Welcome!

Welcome

Welcome to Prolog, proloquor.net’s web log.  Here you can learn more about proloquor.net, the art and science of opinion polling, and anything else that comes to our minds.

The Hope of Deliberative Polling

When only two thirds of Americans can name the Vice President of the United States or their own state’s Governor, it seems little use to do any polling of public opinion at all.  With public opinion formed largely by 10 second sound bites and Daily Show skits, it seems opinions can be molded to reach any conclusion a media outlet wants to support.

To combat the public’s ignorance of today’s complex issues, and the faulty polling data it creates, Stanford’s James Fishkin developed a polling method he coined Deliberative Polling.  In Deliberative Polling, respondents are first polled on a series of questions about the issues of the day, but then are asked to participate in a series of moderated discussions that explore the subject areas in a thorough but balanced fashion.
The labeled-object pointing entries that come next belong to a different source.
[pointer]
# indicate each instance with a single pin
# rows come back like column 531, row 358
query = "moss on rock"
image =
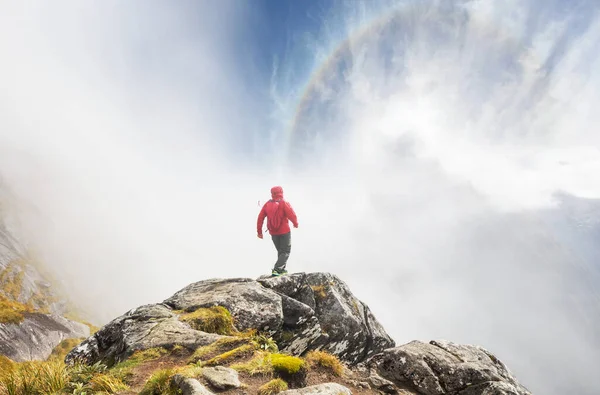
column 274, row 386
column 216, row 319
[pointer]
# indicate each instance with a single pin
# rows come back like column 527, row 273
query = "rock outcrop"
column 37, row 335
column 31, row 322
column 442, row 367
column 320, row 312
column 139, row 329
column 301, row 312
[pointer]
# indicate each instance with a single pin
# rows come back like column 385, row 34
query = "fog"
column 138, row 144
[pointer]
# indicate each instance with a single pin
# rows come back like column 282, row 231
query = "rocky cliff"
column 31, row 311
column 242, row 333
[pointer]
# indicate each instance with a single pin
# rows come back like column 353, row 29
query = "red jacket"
column 276, row 207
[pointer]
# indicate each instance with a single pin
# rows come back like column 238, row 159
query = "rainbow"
column 371, row 26
column 325, row 68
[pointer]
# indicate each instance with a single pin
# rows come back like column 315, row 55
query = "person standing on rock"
column 278, row 212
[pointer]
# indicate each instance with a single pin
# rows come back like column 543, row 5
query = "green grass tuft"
column 273, row 387
column 260, row 364
column 123, row 370
column 63, row 348
column 160, row 383
column 287, row 364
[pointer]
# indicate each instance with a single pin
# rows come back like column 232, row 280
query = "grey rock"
column 442, row 367
column 222, row 378
column 251, row 305
column 321, row 389
column 139, row 329
column 38, row 334
column 382, row 384
column 347, row 327
column 189, row 386
column 302, row 312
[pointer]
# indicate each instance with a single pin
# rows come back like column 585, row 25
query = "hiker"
column 278, row 212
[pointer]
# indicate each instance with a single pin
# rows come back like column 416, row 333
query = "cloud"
column 427, row 156
column 438, row 138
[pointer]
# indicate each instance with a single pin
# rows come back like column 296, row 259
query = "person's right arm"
column 291, row 214
column 261, row 221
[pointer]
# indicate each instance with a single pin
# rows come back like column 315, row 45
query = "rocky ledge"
column 36, row 336
column 301, row 313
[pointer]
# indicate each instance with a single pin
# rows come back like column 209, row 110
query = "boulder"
column 222, row 378
column 250, row 304
column 189, row 386
column 302, row 312
column 347, row 326
column 139, row 329
column 320, row 389
column 38, row 334
column 442, row 367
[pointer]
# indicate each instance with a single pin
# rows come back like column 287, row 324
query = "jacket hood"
column 277, row 193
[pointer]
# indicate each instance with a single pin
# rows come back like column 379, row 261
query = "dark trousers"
column 283, row 244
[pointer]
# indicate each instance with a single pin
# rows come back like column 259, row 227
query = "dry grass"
column 11, row 312
column 260, row 364
column 220, row 346
column 229, row 356
column 63, row 348
column 160, row 383
column 273, row 387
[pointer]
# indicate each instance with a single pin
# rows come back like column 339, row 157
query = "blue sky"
column 139, row 138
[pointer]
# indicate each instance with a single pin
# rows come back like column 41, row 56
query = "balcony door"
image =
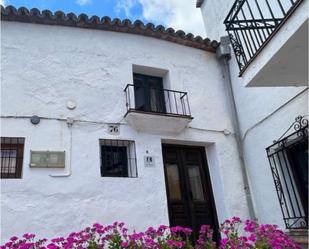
column 189, row 194
column 149, row 93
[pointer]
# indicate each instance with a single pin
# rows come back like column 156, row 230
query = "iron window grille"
column 252, row 23
column 288, row 158
column 118, row 158
column 12, row 153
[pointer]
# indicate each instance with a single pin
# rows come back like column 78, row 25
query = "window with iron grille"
column 288, row 158
column 118, row 158
column 11, row 153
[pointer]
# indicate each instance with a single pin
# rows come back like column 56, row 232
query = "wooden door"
column 149, row 93
column 189, row 193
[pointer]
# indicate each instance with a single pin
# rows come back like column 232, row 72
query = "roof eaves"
column 46, row 17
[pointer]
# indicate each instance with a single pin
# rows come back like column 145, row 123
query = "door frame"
column 205, row 176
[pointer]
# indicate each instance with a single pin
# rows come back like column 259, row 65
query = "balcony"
column 156, row 110
column 266, row 53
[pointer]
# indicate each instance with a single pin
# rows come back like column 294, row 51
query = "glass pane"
column 8, row 161
column 173, row 181
column 196, row 183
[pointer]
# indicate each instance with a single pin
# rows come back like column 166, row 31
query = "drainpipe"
column 224, row 55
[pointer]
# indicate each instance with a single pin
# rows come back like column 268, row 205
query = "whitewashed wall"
column 45, row 66
column 265, row 114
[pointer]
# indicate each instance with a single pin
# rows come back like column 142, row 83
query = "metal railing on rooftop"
column 252, row 23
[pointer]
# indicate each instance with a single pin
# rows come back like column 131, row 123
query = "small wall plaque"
column 47, row 159
column 113, row 129
column 149, row 161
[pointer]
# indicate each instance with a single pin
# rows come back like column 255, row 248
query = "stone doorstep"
column 300, row 236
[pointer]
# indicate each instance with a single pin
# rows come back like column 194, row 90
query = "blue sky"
column 178, row 14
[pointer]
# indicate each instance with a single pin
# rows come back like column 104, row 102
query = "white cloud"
column 83, row 2
column 178, row 14
column 126, row 6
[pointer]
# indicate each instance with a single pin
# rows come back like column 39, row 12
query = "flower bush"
column 116, row 236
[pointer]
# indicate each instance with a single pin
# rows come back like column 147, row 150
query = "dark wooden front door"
column 189, row 194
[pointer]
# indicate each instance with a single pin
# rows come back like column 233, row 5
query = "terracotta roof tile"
column 35, row 16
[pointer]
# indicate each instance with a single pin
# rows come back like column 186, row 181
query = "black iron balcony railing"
column 156, row 100
column 288, row 158
column 252, row 23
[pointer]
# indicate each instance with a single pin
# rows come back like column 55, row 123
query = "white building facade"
column 117, row 121
column 270, row 90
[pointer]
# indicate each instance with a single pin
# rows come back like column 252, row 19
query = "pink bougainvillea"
column 116, row 236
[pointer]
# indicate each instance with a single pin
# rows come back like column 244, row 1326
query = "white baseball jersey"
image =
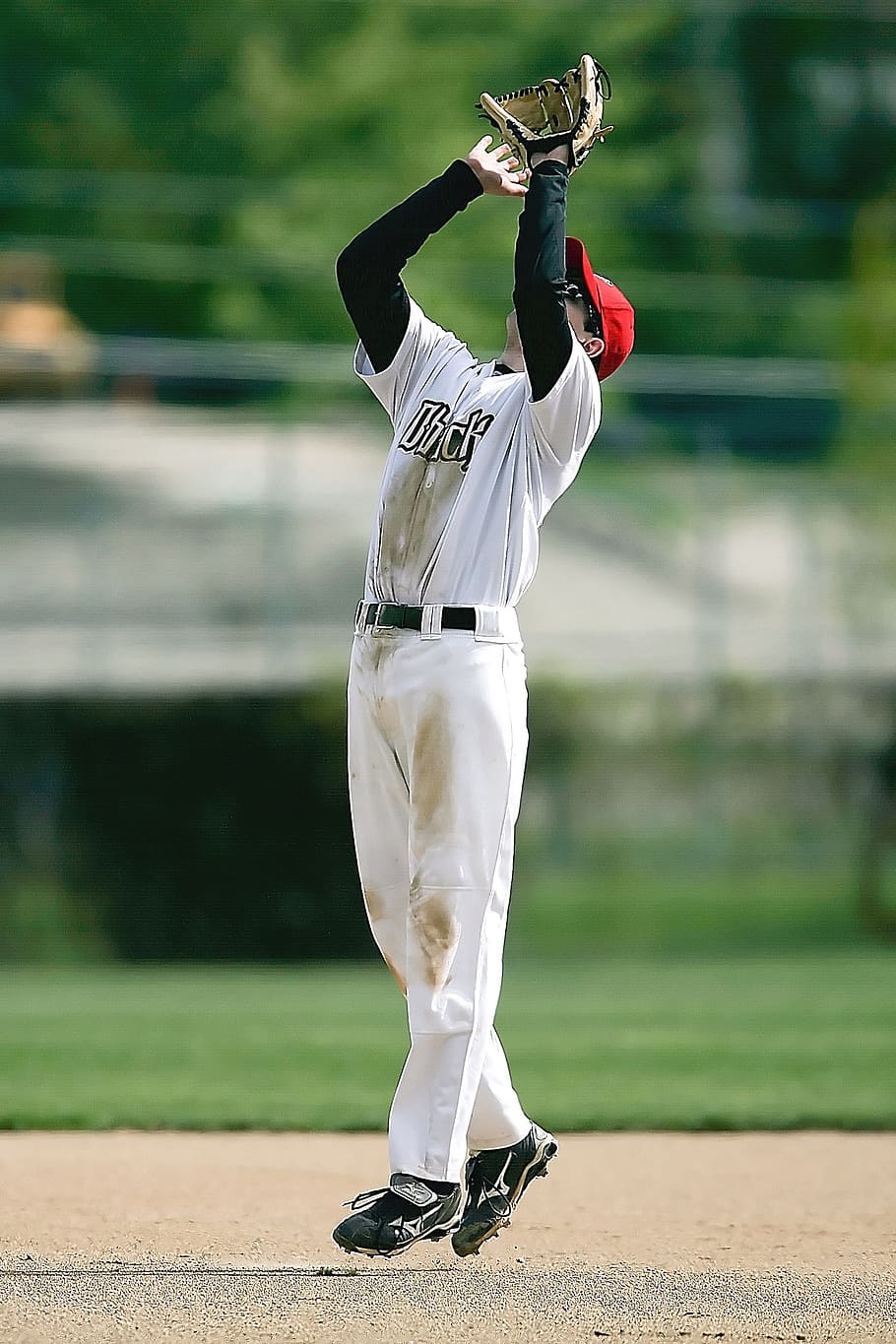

The respondents are polled again and their answers are compared before and after the discussion.

Proponents of Deliberative Polling such as psychologist and noted eldercare authority Ira Rosofsky point out that a well-informed sample population can return drastically different responses than an uninformed one, particularly on such current topics as healthcare.  In fact the effect of the deliberative nature of this method can be measured by comparing the difference in the before and after polls.

There is of course, a catch.  While it may be possible to conduct a thorough investigation of a subject before re-polling the respondents, it is quite difficult to be simultaneously thorough and balanced.   In fact, a good rule of thumb in the polling world is that the less you discuss the topic with the respondent, the more balanced the questions are likely to be.  Every word you add to the polling question (or setup) increases the chance that you’ll introduce a bias into the poll.  Furthermore, there is the difficulty of unringing the bell.  Once the question has been asked, you have planted a seed in the respondent’s mind that is difficult to remove, regardless of how much discussion you conduct afterwards.

So while Deliberative Polling shows promise, we won’t be doing any of it at Proloquor.net.  Instead, we plan to let our polls take their natural course, and will resist the siren’s song of Informing the Public.  Let’s hope the public is up to the task.

Rasmussen Takes Polling to the People

David Frum, Bush(43) speech writer turned conservative blogger at frumforum.com (formerly NewMajority.com), posted an interesting interview with pollster Scott Rasmussen about his latest venture in automated polling.    Apparently bowing to the pressure to introduce polls commissioned by a third parties into Rasmussen Reports, Scott recently spun off Pulse Opinion Research, specializing in client-centric polling.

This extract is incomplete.